Lewchuk thinks fears of a generation gap in which people under 30 prefer to watch content online are overblown. ‘What’s going to combat that as much as anything is high-definition TV,’ he says. ‘My kids don’t often watch TV with me, but when Lost comes on, they come down to the family room to watch it in HD. You can’t get that quality on a computer.’

He also values the watercooler effect. ‘People still go into the office on Friday and talk about what happened on Grey’s Anatomy, and if you recorded it to watch on the weekend, you’re left out,’ he says. ‘We are creatures of community, and we like to have shared experiences. It’s a challenge to get viewers back, but it’s definitely doable.’

John Bozzo, ED, English communications at CBC Television, also feels that TV and online are complementary channels. ‘People are getting entertainment programming online as well as on TV,’ he points out. ‘Our job is to make sure they’re choosing CBC, regardless of the platform.’

The pubcaster has been putting more content online, including webisodes, streaming shows and podcasts, and expanding mobile deals with telcos and Apple. Its marketing budget hasn’t increased, but the mix has shifted slightly from OOH to online, and there’s a new emphasis on focused targets.

‘Over the past two years we’ve been much more selective about where we’re buying,’ says Bozzo. ‘I can reach our news audience by putting promos on air, but 35- to 49-year-old women who like drama are not watching in great numbers. So we’re doing more stunt events and PR activity to reach people where they are.’ That has included retail and transit promotions for Little Mosque – in which cookies and Turkish coffee were handed out at stores and subway stations, for example – and airport pillars to reinforce The Border’s subject matter.

Not surprisingly, Rogers Media is boosting its marketing budget now that it has taken control of the Citytv and Omni stations. ‘I think you’ll see an expansion in all areas, especially online,’ says Malcolm Dunlop, EVP programming. ‘We’ve got an aggressive plan for the fall to ensure that we continue to increase our ratings.’

At Canwest, the ad spend is also up, partly because the net bought the Alliance Atlantis channels. ‘Obviously there’s an increase,’ says Canwest Broadcasting CMO Walter Levitt. ‘But we’re looking at how we can most effectively spend our money. One thing we’re doing well is cross-promoting. If there’s a big priority, whether it’s on Global, E!, HGTV or Showcase, we’re getting all our assets behind it.’

Canwest’s mix is also changing, but not drastically. ‘TV is still the most effective way to market television,’ says Levitt. ‘Online is a larger percentage of our spend, but still relatively small. We allocate a portion to buzz marketing initiatives. They may not have the reach of television, but for those who see them, they have tremendous impact.’

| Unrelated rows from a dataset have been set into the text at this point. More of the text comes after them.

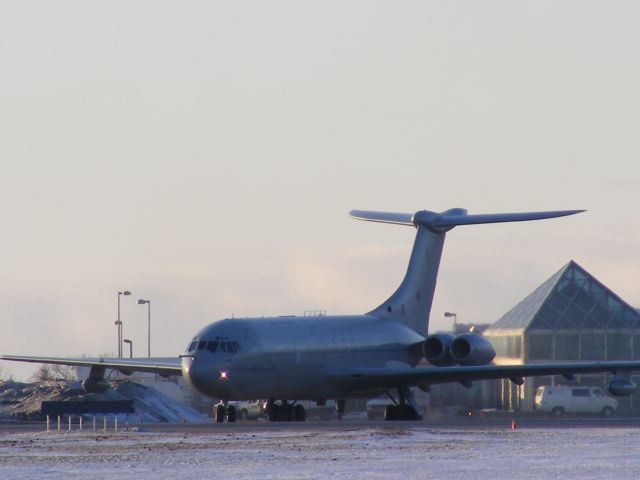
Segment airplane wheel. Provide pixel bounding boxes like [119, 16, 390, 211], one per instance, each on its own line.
[293, 404, 306, 422]
[267, 403, 280, 422]
[384, 405, 398, 421]
[215, 405, 225, 423]
[227, 405, 237, 423]
[240, 409, 249, 420]
[336, 399, 346, 420]
[600, 406, 614, 417]
[399, 404, 419, 421]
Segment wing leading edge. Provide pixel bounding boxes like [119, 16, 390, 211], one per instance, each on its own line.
[0, 355, 183, 377]
[327, 361, 640, 393]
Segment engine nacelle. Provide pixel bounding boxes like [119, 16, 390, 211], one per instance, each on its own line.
[82, 377, 110, 394]
[450, 333, 496, 366]
[422, 333, 456, 367]
[608, 378, 637, 397]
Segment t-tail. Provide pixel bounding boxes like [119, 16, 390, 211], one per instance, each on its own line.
[350, 208, 585, 336]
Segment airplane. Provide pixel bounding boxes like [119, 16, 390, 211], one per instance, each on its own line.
[3, 207, 640, 422]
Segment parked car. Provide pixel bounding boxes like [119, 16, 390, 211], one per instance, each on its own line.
[236, 400, 267, 420]
[534, 385, 617, 417]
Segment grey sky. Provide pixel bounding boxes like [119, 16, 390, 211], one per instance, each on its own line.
[1, 1, 638, 380]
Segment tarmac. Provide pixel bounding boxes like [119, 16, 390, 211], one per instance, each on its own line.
[3, 414, 640, 433]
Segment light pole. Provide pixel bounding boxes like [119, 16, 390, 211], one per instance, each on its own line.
[137, 299, 151, 358]
[444, 311, 457, 332]
[123, 339, 133, 359]
[116, 290, 131, 358]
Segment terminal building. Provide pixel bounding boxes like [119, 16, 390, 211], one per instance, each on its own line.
[483, 260, 640, 413]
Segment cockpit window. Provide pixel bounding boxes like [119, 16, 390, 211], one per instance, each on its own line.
[203, 339, 241, 354]
[188, 341, 197, 352]
[197, 341, 207, 350]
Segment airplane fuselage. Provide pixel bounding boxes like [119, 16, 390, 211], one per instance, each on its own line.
[182, 315, 425, 400]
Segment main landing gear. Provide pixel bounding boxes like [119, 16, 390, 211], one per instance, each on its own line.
[384, 386, 422, 421]
[266, 400, 306, 422]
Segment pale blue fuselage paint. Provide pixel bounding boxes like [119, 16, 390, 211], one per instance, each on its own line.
[182, 314, 425, 400]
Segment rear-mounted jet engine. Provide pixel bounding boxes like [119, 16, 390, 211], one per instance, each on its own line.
[423, 333, 495, 366]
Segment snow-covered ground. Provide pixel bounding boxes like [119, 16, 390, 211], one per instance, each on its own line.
[1, 427, 640, 479]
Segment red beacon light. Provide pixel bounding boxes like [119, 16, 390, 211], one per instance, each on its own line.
[219, 370, 229, 380]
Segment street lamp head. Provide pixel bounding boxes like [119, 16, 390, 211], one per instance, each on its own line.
[444, 312, 456, 317]
[137, 299, 150, 305]
[123, 291, 131, 296]
[123, 338, 133, 358]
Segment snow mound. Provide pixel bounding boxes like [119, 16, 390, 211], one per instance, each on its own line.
[0, 380, 205, 423]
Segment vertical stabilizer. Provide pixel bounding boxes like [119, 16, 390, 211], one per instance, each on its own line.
[350, 208, 584, 336]
[367, 226, 444, 336]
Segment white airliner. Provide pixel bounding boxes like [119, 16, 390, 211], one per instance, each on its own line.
[3, 208, 640, 422]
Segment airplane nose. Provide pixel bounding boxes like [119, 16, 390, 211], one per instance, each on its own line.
[183, 355, 229, 397]
[183, 356, 209, 393]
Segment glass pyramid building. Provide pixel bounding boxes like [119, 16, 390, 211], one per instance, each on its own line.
[486, 260, 640, 361]
[483, 260, 640, 412]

As do retail partnerships. ‘We’re doing a promotion with Orville Redenbacher,’ says Levitt. ‘In August and September, consumers buying popcorn will get a DVD with episodes of returning shows and material promoting the new season.’

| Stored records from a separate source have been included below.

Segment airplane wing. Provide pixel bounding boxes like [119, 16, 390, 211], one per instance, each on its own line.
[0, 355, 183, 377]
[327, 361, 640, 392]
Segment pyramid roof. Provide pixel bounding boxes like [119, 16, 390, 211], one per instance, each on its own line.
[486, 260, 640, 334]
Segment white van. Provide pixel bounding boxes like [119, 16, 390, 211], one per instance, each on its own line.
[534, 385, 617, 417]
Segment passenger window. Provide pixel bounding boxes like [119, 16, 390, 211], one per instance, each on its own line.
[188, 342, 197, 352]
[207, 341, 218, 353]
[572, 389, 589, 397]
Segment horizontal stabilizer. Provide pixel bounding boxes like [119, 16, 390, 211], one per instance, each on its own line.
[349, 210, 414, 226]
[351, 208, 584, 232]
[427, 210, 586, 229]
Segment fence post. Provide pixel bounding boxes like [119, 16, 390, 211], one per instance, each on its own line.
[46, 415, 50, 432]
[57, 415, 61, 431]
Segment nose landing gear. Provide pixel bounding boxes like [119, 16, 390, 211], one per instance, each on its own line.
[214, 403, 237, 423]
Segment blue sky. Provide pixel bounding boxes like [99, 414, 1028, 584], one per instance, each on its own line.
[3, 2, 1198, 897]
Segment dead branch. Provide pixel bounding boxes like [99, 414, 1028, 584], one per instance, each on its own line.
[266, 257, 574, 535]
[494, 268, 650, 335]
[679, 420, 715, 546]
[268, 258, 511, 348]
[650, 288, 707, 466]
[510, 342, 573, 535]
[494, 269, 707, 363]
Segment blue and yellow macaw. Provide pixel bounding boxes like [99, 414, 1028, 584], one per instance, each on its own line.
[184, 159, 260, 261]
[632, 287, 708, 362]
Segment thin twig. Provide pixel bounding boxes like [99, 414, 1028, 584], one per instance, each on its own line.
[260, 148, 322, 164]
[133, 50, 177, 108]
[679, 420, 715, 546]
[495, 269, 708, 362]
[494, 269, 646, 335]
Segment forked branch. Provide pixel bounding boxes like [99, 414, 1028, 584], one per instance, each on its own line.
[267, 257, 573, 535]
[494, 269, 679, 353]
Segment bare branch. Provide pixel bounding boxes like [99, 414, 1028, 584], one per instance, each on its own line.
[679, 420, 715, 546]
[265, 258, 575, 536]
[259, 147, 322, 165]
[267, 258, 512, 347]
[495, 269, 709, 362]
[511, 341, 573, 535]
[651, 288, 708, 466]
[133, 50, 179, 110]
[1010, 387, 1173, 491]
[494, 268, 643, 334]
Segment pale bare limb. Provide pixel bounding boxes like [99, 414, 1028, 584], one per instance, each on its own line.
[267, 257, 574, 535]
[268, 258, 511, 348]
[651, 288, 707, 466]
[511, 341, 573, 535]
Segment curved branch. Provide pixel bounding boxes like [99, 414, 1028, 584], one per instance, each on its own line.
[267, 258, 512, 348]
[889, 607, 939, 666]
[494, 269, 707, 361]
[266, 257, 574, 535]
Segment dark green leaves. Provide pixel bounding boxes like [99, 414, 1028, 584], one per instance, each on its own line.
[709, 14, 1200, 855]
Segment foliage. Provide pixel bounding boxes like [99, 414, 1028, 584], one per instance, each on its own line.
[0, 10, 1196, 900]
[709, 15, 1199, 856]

Canwest plans to mount a large-scale campaign to bring back viewers of shows like Heroes, House and The Office, with subway dominations, OOH, radio and online as well as TV, and capitalize on the buzz surrounding the fall’s new shows, particularly the new 90210.

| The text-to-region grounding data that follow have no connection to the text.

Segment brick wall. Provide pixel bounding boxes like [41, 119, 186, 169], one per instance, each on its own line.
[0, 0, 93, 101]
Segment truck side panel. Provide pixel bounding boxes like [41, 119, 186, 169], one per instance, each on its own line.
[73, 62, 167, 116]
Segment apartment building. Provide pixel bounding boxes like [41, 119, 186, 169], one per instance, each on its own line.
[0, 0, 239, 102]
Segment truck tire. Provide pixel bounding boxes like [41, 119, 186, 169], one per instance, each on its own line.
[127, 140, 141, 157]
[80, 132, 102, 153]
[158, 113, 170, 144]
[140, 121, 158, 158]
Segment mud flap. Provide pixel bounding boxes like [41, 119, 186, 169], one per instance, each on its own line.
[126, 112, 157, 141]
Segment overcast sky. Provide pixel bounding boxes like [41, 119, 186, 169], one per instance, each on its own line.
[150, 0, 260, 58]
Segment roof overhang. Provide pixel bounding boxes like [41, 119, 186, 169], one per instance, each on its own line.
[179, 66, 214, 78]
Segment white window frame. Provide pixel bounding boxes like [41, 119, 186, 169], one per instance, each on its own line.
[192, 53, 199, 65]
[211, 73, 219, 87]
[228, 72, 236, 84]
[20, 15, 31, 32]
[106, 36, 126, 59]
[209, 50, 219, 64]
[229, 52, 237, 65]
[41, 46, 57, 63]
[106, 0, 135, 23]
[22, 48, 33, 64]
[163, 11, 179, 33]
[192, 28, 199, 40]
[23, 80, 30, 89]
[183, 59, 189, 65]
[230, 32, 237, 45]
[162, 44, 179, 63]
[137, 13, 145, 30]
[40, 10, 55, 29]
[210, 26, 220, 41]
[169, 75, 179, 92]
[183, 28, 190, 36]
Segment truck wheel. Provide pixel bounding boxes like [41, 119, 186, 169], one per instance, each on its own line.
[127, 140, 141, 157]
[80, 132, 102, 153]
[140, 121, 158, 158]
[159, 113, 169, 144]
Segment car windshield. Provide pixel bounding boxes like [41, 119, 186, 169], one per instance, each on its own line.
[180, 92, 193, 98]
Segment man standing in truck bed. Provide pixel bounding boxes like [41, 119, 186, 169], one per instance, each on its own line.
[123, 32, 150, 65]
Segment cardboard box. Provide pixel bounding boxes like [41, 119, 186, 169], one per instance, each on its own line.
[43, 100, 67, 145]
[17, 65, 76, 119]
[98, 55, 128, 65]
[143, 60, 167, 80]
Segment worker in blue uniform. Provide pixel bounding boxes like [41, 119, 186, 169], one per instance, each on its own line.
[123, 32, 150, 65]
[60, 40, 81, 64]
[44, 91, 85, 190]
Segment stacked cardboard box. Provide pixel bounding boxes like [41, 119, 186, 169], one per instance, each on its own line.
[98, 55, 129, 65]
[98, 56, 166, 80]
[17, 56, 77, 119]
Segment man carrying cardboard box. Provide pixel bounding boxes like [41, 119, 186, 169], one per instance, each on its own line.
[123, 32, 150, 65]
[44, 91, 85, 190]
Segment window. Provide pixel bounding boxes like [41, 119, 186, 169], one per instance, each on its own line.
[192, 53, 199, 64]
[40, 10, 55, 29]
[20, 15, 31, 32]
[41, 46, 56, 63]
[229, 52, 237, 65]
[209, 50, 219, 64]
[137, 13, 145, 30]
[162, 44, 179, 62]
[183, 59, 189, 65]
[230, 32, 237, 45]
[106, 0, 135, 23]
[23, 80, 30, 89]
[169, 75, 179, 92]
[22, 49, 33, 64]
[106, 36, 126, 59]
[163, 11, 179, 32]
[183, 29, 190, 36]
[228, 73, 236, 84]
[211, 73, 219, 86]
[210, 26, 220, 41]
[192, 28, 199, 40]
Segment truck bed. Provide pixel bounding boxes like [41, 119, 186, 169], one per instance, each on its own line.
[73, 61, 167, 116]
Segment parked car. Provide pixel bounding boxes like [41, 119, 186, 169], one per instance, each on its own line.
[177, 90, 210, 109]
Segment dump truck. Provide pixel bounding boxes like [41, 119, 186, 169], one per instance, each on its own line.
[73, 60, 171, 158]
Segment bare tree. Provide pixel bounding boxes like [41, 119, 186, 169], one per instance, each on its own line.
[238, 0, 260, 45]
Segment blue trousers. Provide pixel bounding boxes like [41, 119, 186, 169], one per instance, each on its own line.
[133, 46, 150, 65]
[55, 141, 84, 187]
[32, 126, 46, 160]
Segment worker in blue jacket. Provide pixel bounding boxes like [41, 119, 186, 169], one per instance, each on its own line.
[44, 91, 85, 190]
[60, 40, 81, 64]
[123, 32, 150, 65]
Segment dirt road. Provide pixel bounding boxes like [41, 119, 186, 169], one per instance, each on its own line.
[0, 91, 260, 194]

‘The interesting thing about 90210 is its broad appeal,’ says Levitt. ‘Obviously it’s going to appeal to teenagers, but the opportunity beyond that involves the fans of the original series who are now in their 30s and 40s. We put it on after House, the biggest show in the country, and we think the excitement among people who watched the original is going to be enormous.

‘Over the summer we’ll be promoting it though multiple pieces of creative on air, and we’ll use every episode of House to get people to stay. Beyond that, we’ll use radio, outdoor, online and some buzz marketing to get the street talk going. Ultimately it’s about getting a huge amount of sampling for that first episode.’

Canwest is also contemplating mall-oriented efforts for E!’s Instant Beauty Pageant, advance screenings of the first new 24 episode for diehard fans and a slew of promotions for the mid-season launch of Howie Mandel’s new show, Howie Do It.